Most patients who undergo surgery also experience periods of undernourishment due to a reduced appetite during the post-operative period. This may lengthen the hospital stay and it increases the risks of post-operative illnesses and even death (3, 4) [11, 12]. Accordingly, ONS with high protein supplementation in particular, has been recommended as a routine post-operative approach for enhancing recovery in surgery patients and this should begin 1 day following the procedure [12]. If food cannot be consumed orally, the intravenous (IV) administration of nutrients should begin within 24 to 48 hours of surgery [6]. Clinical research regarding the benefits of nutrient supplementation through an IV during surgery is ongoing as this may further improve patient outcomes.

References

  1. Finnerty CC, Mabvuure NT, et al. The surgically induced stress response. JPEN J Parenter Enteral Nutr. 2013;37(5 Suppl):21S-9S.
  2. Gore DC, Jahoor F, Wolfe RR, Herndon DN. Acute response of human muscle protein to catabolic hormones. Ann Surg. 1993; 218(5):679-84.
  3. Mignini EV, Scarpellini E, et al. Impact of patients nutritional status on major surgery outcome. Eur Rev Med Pharmacol Sci. 2018;22(11):3524-3533.
  4. Dudrick SJ. Early developments and clinical applications of total parenteral nutrition. JPEN J Parenter Enteral Nutr. 2003; 27(4):291-9.
  5. Weimann A, Braga M, et al. ESPEN guideline: Clinical nutrition in surgery. Clin Nutr. 2017;36(3):623-650.
  6. Canada NL, Mullins L, et al. Optimizing Perioperative Nutrition in Pediatric Populations. Nutr Clin Pract. 2016;31(1):49-58.
  7. American Society of Anesthesiologists Committee.
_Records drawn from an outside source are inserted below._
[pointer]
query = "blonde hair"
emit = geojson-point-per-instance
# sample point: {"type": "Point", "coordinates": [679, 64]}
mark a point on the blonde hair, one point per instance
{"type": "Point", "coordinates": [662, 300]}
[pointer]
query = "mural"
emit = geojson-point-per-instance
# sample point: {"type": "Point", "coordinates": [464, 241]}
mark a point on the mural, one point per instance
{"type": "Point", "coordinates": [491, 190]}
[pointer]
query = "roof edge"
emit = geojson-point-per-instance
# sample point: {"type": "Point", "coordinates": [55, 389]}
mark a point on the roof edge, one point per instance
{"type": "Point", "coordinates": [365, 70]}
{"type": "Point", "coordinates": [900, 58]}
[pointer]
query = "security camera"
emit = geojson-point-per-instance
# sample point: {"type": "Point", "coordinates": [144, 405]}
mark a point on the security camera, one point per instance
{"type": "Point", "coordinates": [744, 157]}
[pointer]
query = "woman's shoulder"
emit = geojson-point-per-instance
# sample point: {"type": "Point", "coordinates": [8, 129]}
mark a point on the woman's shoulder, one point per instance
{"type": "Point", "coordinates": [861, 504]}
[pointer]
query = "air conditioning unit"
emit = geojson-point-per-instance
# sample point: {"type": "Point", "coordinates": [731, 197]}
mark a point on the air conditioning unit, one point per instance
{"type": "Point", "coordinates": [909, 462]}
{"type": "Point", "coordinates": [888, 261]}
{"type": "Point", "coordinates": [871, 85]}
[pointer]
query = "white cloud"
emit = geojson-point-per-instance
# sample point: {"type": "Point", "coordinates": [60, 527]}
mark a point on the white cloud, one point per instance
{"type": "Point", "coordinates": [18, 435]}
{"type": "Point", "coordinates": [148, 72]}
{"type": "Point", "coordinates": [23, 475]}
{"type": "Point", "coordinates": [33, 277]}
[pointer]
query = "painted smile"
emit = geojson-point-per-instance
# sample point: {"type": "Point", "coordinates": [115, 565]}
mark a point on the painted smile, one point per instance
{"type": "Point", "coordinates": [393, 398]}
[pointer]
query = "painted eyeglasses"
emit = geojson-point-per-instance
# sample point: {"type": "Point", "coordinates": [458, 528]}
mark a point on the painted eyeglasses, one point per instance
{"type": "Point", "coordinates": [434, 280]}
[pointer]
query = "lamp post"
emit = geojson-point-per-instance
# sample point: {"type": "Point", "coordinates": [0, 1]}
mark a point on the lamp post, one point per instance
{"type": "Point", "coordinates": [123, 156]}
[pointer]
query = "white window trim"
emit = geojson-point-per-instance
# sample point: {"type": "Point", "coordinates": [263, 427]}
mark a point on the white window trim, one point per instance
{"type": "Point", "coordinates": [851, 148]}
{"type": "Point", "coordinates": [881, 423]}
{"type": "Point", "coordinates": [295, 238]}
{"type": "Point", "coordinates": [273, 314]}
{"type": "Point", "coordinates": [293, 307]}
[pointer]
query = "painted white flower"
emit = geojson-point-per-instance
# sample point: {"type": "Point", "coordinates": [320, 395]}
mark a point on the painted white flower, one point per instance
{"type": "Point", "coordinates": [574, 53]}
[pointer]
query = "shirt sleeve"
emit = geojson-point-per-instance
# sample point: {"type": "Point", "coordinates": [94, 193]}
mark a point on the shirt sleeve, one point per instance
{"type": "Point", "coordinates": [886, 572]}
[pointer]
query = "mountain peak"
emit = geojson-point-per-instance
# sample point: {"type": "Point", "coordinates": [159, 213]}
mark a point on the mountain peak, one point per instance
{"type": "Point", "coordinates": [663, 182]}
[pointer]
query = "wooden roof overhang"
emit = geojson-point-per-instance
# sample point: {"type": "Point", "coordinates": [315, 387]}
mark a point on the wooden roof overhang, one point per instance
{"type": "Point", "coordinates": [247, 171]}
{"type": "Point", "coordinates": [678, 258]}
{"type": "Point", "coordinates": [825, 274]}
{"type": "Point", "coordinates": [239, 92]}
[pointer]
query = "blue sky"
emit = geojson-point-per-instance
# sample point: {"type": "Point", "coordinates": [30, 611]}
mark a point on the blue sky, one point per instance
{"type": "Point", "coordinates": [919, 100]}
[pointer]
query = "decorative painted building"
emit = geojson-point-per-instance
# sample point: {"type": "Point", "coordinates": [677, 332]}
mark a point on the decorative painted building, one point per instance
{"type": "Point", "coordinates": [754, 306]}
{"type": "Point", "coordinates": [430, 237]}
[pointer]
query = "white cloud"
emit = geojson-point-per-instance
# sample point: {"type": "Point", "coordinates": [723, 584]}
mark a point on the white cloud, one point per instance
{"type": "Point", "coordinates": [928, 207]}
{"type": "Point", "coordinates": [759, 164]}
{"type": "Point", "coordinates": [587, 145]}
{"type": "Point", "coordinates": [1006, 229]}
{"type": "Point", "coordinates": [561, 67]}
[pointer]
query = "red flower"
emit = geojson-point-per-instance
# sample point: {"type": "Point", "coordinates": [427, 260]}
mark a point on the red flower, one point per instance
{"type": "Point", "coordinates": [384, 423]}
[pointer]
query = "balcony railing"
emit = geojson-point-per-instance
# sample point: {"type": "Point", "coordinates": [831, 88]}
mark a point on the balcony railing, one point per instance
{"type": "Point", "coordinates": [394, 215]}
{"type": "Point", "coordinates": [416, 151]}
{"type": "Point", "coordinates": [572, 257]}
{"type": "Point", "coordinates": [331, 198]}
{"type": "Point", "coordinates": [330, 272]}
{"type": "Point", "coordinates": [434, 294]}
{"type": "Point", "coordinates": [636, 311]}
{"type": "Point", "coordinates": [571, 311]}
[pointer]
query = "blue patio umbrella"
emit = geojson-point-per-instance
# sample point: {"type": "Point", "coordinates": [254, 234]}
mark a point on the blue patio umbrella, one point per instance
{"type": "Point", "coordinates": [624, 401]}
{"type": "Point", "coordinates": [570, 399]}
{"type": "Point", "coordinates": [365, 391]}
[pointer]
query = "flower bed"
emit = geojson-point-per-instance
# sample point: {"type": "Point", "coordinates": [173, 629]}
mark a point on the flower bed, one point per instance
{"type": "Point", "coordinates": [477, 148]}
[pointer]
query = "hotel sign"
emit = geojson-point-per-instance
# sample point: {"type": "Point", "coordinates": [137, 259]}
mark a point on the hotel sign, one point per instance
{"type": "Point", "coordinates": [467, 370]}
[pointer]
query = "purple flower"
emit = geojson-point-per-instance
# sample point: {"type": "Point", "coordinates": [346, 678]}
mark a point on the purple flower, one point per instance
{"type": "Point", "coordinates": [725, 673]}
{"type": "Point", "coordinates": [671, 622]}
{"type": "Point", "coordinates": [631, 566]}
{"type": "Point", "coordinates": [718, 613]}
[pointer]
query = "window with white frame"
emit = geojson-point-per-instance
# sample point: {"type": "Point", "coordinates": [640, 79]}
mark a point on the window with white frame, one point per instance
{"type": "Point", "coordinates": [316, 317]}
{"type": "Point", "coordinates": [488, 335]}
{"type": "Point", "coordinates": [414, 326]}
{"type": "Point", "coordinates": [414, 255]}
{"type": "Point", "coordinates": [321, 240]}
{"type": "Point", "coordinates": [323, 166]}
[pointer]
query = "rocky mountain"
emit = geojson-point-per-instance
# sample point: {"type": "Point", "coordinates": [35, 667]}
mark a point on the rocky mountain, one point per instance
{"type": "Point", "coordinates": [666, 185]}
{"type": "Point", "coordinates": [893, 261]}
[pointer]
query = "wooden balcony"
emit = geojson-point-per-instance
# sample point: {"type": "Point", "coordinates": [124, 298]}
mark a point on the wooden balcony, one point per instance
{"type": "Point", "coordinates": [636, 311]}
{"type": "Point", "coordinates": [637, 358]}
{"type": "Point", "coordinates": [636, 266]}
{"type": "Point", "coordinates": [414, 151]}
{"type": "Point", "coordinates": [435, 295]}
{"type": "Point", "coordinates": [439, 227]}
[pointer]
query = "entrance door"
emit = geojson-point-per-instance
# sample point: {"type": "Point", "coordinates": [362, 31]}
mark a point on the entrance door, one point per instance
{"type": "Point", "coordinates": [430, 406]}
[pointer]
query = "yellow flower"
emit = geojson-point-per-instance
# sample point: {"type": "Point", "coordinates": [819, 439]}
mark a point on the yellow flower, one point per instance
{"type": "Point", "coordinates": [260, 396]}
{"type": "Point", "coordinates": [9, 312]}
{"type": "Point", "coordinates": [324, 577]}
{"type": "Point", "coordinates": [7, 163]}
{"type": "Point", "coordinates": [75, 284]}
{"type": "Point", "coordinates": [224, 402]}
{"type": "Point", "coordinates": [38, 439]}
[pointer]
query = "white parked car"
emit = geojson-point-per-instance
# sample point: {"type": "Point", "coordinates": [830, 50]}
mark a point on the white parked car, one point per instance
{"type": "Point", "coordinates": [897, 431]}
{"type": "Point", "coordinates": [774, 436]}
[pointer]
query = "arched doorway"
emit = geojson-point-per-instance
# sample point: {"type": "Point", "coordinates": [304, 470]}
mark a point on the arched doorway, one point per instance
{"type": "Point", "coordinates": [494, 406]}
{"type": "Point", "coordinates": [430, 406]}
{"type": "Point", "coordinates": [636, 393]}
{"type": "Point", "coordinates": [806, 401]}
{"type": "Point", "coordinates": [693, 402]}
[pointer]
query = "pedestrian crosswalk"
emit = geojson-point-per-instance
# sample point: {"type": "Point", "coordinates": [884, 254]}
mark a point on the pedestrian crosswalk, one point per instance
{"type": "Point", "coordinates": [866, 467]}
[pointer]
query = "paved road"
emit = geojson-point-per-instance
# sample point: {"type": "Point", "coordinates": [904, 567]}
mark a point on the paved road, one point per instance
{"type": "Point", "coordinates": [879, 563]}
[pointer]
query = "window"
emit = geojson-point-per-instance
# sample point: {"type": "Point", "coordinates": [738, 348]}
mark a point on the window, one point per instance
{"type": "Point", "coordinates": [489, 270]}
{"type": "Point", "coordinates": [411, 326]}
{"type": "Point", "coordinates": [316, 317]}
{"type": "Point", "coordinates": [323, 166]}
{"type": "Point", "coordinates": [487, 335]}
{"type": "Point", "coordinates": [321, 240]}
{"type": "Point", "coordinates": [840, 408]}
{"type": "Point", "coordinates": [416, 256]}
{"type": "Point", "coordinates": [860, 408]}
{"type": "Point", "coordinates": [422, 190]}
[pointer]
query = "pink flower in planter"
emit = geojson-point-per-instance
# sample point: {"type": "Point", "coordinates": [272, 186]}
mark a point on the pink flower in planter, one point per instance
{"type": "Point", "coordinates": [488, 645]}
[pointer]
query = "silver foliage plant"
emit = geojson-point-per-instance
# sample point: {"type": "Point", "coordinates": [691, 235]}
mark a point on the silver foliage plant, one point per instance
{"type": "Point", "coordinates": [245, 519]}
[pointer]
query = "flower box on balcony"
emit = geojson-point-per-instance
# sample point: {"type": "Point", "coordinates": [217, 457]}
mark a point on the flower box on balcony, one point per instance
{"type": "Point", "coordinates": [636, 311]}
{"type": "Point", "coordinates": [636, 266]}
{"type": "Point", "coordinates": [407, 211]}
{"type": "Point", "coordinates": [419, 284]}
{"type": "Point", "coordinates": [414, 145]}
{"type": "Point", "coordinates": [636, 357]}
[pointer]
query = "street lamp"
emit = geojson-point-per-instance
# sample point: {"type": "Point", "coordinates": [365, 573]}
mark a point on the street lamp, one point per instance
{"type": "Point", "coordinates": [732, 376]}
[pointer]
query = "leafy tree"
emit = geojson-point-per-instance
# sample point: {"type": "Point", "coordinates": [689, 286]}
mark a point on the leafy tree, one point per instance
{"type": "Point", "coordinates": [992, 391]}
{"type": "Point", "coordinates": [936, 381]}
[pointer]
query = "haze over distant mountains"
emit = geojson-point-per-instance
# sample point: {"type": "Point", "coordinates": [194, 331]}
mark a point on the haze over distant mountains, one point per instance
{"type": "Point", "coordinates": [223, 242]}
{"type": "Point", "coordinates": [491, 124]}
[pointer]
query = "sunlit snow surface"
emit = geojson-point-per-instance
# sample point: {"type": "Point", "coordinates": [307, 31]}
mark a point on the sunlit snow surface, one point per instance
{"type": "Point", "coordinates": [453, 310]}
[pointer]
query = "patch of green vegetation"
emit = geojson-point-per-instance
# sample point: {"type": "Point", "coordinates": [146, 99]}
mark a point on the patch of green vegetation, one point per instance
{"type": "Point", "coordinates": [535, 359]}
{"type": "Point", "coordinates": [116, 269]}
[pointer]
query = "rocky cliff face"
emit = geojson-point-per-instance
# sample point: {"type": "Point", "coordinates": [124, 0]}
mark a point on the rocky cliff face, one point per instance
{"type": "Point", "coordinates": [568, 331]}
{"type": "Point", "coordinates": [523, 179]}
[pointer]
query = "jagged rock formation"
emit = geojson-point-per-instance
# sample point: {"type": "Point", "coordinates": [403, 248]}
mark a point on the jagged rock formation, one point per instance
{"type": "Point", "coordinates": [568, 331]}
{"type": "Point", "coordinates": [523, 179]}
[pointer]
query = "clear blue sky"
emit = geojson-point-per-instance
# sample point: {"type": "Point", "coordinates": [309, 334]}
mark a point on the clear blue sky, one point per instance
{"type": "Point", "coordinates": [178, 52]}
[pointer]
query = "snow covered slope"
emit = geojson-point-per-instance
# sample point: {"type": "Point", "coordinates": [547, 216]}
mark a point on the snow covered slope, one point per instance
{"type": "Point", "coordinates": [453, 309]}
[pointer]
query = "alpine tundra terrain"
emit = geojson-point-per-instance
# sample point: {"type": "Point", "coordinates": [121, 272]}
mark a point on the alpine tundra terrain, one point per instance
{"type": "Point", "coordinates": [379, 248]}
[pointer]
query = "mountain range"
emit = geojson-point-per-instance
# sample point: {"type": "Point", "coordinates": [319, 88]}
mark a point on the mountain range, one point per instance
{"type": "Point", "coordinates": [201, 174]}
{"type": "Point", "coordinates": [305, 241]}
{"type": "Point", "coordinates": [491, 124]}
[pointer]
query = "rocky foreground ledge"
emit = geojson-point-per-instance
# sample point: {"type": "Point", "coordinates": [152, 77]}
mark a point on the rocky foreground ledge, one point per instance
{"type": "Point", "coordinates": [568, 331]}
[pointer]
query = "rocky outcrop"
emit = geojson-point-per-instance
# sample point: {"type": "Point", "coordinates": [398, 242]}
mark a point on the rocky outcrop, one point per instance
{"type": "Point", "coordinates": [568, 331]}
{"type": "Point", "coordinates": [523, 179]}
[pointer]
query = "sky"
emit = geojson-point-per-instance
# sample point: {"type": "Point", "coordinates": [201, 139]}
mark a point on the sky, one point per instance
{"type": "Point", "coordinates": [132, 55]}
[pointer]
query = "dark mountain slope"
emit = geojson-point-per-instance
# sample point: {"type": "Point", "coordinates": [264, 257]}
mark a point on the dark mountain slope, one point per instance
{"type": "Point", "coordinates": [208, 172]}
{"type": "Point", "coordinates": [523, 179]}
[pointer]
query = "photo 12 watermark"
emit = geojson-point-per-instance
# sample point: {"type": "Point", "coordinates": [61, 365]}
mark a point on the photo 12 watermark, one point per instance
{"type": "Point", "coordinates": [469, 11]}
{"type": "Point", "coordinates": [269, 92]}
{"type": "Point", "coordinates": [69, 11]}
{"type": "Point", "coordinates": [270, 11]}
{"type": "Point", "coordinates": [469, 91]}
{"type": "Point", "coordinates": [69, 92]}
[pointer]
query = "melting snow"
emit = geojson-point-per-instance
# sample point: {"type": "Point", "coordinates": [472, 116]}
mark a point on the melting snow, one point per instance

Practice guidelines for preoperative fasting and the use of pharmacologic agents to reduce the risk of pulmonary aspiration: Application to healthy patients undergoing elective procedures: An updated report by the American Society of Anesthesiologists Task Force on preoperative fasting and the use of pharmacologic agents to reduce the risk of pulmonary aspiration. Anesthesiology. 2017;126:376-393.
  8. Hutchinson A, Maltby JR, Reid CR. Gastric fluid volume and pH in elective inpatients. Part I: Coffee or orange juice versus overnight fast. Can J Anaesth. 1988;35(1):12-5.
  9. Miller M, Wishart HY, Nimmo WS. Gastric contents at induction of anaesthesia. Is a 4-hour fast necessary? Br J Anaesth. 1983;55(12):1185-8.
  10. Fujii T1, Morita H, Sutoh T, et al. Benefit of oral feeding as early as one day after elective surgery for colorectal cancer: oral feeding on first versus second postoperative day. Int Surg. 2014;99(3):211-5.
  11. Giner M, Laviano A, Meguid MM, Gleason JR. In 1995 a correlation between malnutrition and poor outcome in critically ill patients still exists. Nutrition. 1996;12:23-29.
  12. Crickmer M, Dunne CP, et al. Benefits of post-operative oral protein supplementation in gastrointestinal surgery patients: A systematic review of clinical trials. World J Gastrointest Surg. 2016;8(7):521-32.